Bag of Gold vs Hay
Bag of Gold (Cloverdale Paint) and Hay (Farrow & Ball) come from different manufacturers. Both sit in the beige family, which is useful context if you're narrowing within a single hue direction. The 3-point LRV gap — 58 for Hay vs 55 for Bag of Gold — means Hay will open up a space more effectively. ΔE 7.5 means they're clearly different, but not dramatically so — they'd pair well in the same room. Below you'll find 2 real-room photo comparisons where both colors appear side by side, plus 5 simulated room previews.
Bag of Gold vs Hay in Real Spaces
2 real rooms side by side. Bag of Gold and Hay are close enough that the difference can be hard to judge from a chip alone — these photos show how each reads at scale, across different spaces and lighting conditions.
Living Room
A living room wall sees more varied light than almost any other surface in the house, which makes the choice between these two more nuanced than a chip suggests. The distinction reads clearly at room scale, making the choice between them concrete.
Bedroom
Bedrooms are typically lit with warmer, lower light than the rest of the house — a condition that flatters warm tones and deepens cool ones.
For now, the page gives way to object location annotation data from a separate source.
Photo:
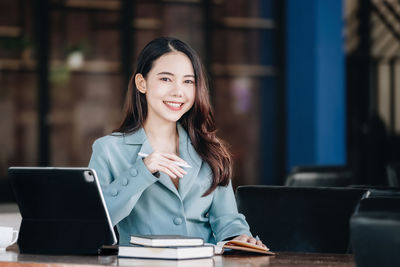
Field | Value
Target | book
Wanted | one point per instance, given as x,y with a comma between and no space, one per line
165,240
240,246
205,262
172,253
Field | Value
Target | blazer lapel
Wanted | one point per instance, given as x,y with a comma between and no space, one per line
140,138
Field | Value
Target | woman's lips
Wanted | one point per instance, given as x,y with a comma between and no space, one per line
175,106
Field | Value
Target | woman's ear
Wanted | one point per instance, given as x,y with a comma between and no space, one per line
140,83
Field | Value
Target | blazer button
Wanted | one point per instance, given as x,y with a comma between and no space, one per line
134,172
113,192
124,182
178,221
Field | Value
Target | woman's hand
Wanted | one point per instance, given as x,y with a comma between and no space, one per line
248,239
166,163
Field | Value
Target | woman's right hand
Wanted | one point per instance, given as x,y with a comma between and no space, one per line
166,163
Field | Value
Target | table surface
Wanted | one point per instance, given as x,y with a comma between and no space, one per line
11,258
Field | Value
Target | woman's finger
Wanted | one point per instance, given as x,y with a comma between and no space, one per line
252,240
173,169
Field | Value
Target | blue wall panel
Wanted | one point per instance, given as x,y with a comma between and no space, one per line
315,83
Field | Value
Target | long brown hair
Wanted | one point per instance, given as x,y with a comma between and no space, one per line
198,121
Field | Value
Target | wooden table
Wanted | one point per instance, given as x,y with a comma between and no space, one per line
11,258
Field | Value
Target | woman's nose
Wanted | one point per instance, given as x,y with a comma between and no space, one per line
177,90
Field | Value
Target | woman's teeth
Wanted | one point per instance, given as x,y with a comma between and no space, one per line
175,105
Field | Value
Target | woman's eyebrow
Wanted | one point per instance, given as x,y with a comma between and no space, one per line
171,74
165,73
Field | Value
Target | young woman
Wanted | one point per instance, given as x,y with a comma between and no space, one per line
164,171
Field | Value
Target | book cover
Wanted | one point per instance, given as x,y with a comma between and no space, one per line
241,246
173,253
205,262
165,240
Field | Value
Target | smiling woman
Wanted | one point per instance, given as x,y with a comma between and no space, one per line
164,170
169,86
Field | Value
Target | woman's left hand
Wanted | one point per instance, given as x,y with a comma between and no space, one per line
249,239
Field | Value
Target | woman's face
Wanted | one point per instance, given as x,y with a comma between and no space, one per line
170,87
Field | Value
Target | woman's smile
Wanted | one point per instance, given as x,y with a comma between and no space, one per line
172,105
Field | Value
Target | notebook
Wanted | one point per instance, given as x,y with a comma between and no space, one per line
171,253
63,211
165,240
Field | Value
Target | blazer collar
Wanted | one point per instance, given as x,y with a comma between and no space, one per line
136,138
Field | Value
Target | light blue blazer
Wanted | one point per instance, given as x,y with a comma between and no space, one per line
140,203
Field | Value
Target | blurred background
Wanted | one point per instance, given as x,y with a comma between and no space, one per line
293,83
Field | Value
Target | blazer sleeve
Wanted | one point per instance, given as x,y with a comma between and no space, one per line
224,218
120,193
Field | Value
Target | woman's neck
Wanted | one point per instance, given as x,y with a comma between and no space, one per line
162,136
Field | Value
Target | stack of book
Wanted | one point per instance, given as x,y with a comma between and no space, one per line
170,247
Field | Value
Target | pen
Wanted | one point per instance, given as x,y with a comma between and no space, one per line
143,155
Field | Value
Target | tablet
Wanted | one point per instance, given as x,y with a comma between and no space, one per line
63,211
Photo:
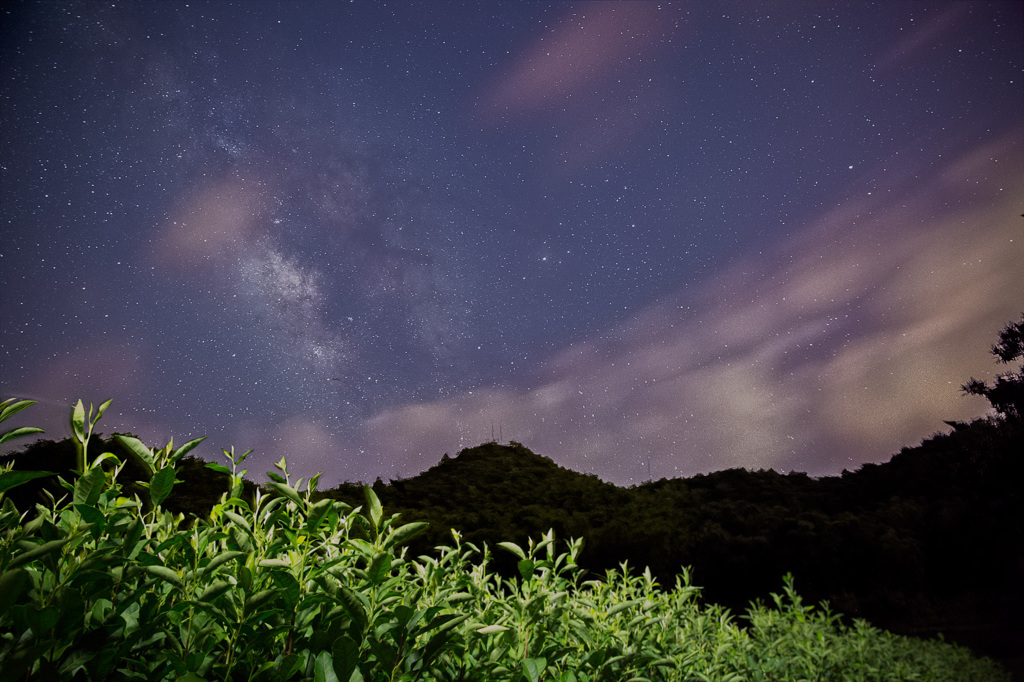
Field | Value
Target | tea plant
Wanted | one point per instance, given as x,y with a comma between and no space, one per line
102,586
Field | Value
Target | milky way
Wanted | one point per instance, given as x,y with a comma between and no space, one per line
642,239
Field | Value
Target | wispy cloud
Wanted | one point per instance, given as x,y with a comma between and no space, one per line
848,342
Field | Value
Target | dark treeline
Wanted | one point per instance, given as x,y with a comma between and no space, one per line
932,541
929,542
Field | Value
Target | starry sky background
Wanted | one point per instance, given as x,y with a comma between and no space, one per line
643,239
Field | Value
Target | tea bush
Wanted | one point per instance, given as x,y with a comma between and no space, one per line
101,586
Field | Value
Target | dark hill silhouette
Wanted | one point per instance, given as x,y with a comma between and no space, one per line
931,541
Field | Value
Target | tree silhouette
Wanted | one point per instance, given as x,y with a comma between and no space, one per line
1007,392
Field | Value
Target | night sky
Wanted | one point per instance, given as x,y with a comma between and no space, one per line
643,239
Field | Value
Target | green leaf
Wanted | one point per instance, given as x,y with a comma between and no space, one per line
215,590
346,658
89,486
365,548
165,573
515,549
102,409
12,584
374,506
78,421
239,520
138,453
316,513
11,479
355,604
36,552
324,668
17,433
184,450
274,563
622,606
489,630
286,491
221,559
10,407
161,484
379,567
535,668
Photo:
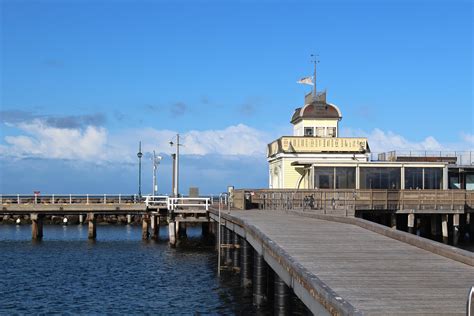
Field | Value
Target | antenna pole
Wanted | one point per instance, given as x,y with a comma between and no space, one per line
315,61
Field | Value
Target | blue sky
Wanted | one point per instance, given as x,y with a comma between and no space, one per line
83,81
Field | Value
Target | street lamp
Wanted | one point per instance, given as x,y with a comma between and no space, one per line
156,162
176,173
140,155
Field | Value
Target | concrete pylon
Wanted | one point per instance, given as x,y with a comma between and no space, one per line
91,218
36,226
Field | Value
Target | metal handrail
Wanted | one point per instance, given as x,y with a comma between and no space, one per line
470,302
175,202
68,198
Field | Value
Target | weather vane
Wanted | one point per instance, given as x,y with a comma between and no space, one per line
311,80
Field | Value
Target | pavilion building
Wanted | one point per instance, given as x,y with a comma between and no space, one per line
315,157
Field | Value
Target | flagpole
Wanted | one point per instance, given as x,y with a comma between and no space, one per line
315,60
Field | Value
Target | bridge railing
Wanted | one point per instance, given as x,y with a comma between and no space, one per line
442,200
158,201
175,203
68,198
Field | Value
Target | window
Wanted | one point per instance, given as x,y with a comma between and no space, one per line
324,178
380,178
331,132
345,178
413,178
469,182
320,131
334,177
433,178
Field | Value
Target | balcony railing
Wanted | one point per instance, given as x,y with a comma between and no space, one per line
460,158
311,144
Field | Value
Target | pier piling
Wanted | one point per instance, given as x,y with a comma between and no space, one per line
228,242
281,297
145,225
172,233
36,226
236,253
444,227
411,223
91,218
245,263
393,221
259,280
155,227
456,232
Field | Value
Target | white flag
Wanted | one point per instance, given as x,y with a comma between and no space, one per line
306,80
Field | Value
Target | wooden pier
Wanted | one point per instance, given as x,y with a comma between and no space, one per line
349,266
152,209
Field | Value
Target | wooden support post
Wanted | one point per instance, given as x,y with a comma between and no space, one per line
246,252
259,280
469,226
281,297
444,227
227,252
92,233
455,229
182,233
145,225
205,229
411,223
36,226
236,253
155,226
434,225
172,233
393,221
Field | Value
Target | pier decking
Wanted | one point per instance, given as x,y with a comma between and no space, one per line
352,270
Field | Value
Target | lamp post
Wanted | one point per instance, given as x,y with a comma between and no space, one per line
156,162
140,155
176,173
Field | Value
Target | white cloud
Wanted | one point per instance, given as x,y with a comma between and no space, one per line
43,141
92,143
37,139
468,138
381,141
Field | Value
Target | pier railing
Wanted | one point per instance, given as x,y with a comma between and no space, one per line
68,198
352,200
185,203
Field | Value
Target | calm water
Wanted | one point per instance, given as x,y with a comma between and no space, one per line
116,274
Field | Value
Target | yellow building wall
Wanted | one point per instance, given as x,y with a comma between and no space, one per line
291,175
317,123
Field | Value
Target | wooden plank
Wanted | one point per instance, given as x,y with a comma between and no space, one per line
376,274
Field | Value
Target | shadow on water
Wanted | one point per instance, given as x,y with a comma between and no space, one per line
118,274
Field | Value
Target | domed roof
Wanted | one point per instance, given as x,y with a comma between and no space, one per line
316,110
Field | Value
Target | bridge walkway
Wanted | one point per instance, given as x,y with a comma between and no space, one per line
374,273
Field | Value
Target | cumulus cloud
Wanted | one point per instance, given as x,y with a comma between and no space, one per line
68,121
43,141
178,109
382,141
469,138
38,139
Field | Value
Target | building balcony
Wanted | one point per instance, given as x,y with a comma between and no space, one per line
310,144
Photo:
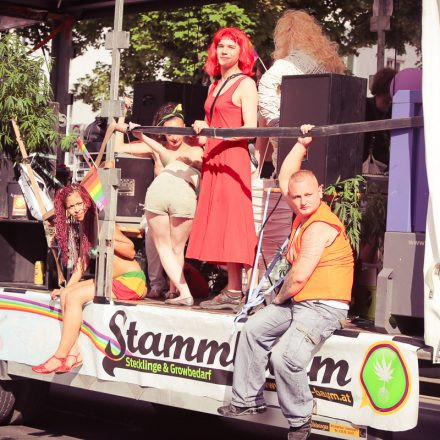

At this scale, the choice between them becomes clear in a way that a swatch alone can't communicate.
Color Details
Bag of Gold vs Hay Simulated Comparison
5 simulated room previews — drag the slider on each to see Bag of Gold on one side and Hay on the other.
Digital color is approximate. These simulations are generated from the manufacturer's hex values and overlaid on grayscale room photos — your screen's calibration, brightness, and viewing angle all affect how they render. Before committing to either color, test physical samples in your own space under the light you actually live with.
More Bag of Gold comparisons
See how Bag of Gold stacks up against other well-photographed colors across different brands and tones.